When I Couldn't Make Myself Stop

After my partner and I figured it out it was kind of addictive, so I started to listen all of the time. Going through this cycle of listen and panic, listen and panic, listen and panic, until I could find his tiny fluttering heartbeat, was exhausting.

When I Was Super Sick

There's something about throwing up 10 times a day, and having to spend the day in the hospital to receive necessary fluids and medications, that makes you want to know that your baby is OK and that everything you are enduring is worth it. Those times were also high anxiety times for me, though, and my attempts to feel better about my high-risk pregnancy backfired big time.

When I Was In Pre-Term Labor

When I went into pre-term labor at 30 weeks I tried to listen for my son while I waited for the on-call OB-GYN to call me back. Yeah, as you can imagine that was a seriously bad idea. I should have just waited until I got to the hospital to learn more, but I couldn't help myself.

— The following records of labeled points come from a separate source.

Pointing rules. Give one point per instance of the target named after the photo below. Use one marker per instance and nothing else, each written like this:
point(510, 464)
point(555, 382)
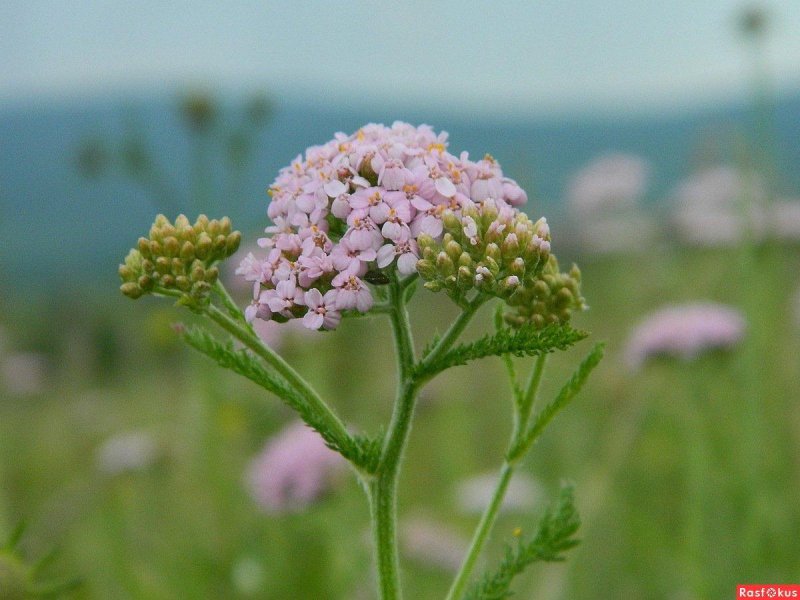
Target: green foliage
point(554, 536)
point(565, 396)
point(360, 450)
point(527, 340)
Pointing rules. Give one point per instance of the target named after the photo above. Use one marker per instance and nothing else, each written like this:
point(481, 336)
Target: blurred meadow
point(126, 453)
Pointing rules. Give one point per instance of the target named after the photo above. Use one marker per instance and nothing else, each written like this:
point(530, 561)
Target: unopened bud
point(131, 290)
point(453, 250)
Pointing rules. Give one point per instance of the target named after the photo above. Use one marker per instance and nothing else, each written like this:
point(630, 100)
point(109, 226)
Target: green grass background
point(687, 474)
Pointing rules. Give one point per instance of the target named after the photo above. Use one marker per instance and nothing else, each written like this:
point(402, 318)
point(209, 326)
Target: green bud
point(198, 273)
point(203, 246)
point(144, 247)
point(219, 245)
point(510, 247)
point(171, 246)
point(131, 290)
point(493, 251)
point(126, 273)
point(183, 283)
point(451, 222)
point(426, 269)
point(187, 251)
point(434, 286)
point(212, 275)
point(201, 224)
point(465, 278)
point(163, 264)
point(145, 282)
point(444, 264)
point(492, 265)
point(200, 289)
point(178, 266)
point(517, 267)
point(453, 249)
point(181, 222)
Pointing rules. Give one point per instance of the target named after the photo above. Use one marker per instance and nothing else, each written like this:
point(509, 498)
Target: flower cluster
point(179, 256)
point(551, 298)
point(354, 209)
point(489, 247)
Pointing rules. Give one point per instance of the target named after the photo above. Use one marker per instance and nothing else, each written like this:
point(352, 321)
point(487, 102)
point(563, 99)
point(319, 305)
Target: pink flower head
point(294, 469)
point(357, 204)
point(685, 331)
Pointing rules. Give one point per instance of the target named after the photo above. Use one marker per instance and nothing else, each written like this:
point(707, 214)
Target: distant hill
point(60, 228)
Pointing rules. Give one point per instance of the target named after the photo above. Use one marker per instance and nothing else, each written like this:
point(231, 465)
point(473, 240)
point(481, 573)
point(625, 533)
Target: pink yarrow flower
point(294, 469)
point(685, 331)
point(355, 205)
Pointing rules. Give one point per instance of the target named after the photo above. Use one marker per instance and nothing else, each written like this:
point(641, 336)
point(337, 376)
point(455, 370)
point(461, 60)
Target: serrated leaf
point(358, 450)
point(527, 340)
point(564, 397)
point(554, 536)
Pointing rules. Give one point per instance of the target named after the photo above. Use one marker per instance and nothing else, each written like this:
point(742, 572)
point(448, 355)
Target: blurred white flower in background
point(126, 452)
point(474, 494)
point(684, 331)
point(294, 469)
point(23, 373)
point(604, 203)
point(610, 181)
point(719, 206)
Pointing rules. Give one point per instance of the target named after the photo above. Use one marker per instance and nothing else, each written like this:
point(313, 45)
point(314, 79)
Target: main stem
point(382, 487)
point(522, 414)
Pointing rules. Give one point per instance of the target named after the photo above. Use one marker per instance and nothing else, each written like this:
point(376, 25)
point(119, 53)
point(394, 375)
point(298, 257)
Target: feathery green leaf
point(554, 536)
point(527, 340)
point(565, 396)
point(360, 450)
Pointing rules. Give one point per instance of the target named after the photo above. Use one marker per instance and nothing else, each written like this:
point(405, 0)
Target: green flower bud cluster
point(493, 249)
point(551, 299)
point(179, 257)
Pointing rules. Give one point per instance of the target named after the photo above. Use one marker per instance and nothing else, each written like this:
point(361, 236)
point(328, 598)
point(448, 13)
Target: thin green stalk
point(455, 330)
point(525, 408)
point(522, 414)
point(382, 488)
point(253, 342)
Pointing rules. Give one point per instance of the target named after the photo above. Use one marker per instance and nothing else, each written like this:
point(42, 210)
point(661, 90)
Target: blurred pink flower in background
point(432, 544)
point(294, 469)
point(610, 181)
point(719, 206)
point(684, 331)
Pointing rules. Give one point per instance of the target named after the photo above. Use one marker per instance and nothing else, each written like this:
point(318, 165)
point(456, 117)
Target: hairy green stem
point(456, 329)
point(246, 335)
point(382, 488)
point(522, 415)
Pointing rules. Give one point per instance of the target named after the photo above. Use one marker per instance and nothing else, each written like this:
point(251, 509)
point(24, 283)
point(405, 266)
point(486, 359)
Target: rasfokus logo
point(768, 590)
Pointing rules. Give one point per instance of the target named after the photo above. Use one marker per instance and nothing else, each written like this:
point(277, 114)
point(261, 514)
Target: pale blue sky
point(494, 57)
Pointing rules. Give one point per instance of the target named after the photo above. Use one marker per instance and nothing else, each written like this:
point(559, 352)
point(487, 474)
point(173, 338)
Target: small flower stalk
point(355, 223)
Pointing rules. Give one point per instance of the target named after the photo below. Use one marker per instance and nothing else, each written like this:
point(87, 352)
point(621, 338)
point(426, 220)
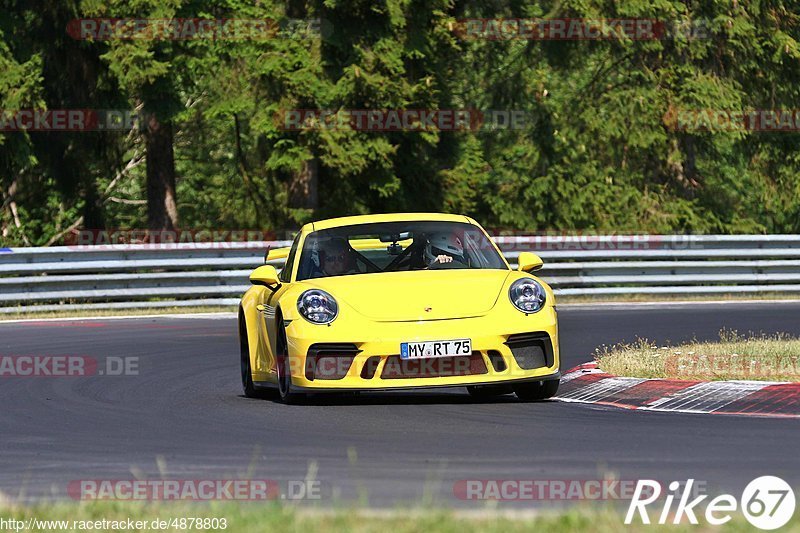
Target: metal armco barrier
point(215, 274)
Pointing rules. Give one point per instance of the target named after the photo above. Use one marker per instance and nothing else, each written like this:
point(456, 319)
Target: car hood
point(418, 295)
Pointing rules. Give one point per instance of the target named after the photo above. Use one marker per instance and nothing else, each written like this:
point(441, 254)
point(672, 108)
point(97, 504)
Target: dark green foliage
point(599, 152)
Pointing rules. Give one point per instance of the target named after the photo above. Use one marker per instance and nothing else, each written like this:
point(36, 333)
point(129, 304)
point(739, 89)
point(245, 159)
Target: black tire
point(536, 390)
point(285, 392)
point(483, 392)
point(248, 387)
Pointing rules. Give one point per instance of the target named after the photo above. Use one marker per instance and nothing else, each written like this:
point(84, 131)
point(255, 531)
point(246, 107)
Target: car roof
point(387, 217)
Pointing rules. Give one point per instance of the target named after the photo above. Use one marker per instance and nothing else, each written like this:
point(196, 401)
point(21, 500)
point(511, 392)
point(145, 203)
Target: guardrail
point(215, 274)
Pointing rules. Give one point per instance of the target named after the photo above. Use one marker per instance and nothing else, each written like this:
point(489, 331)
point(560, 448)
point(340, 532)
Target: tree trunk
point(162, 210)
point(303, 187)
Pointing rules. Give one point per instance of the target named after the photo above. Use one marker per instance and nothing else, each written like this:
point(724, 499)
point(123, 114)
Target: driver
point(443, 247)
point(336, 258)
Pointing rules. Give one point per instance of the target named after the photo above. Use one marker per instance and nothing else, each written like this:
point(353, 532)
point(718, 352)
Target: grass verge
point(259, 518)
point(733, 357)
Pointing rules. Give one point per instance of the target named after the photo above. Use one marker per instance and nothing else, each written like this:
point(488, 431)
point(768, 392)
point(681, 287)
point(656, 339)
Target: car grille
point(330, 361)
point(397, 368)
point(531, 350)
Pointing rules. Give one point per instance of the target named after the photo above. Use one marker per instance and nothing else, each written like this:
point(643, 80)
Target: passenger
point(444, 247)
point(336, 258)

When I Was Totally Freaking Out

Anxiety for me is like a crescendo in music; it starts small, but then grows slowly and subtly and louder until it buzzes about me like a swarm of bees. Please trust me when I say that the last thing an anxious pregnant woman should do is try to operate medical equipment by and on herself. Seriously.

Ironically, trying to do the one thing that I thought would make me feel calm actually made me way more anxious than I had been during my first two pregnancies combined. So, one day, I put the at-home doppler away. It was way less stressful to count my baby's kicks and hiccups, anyway.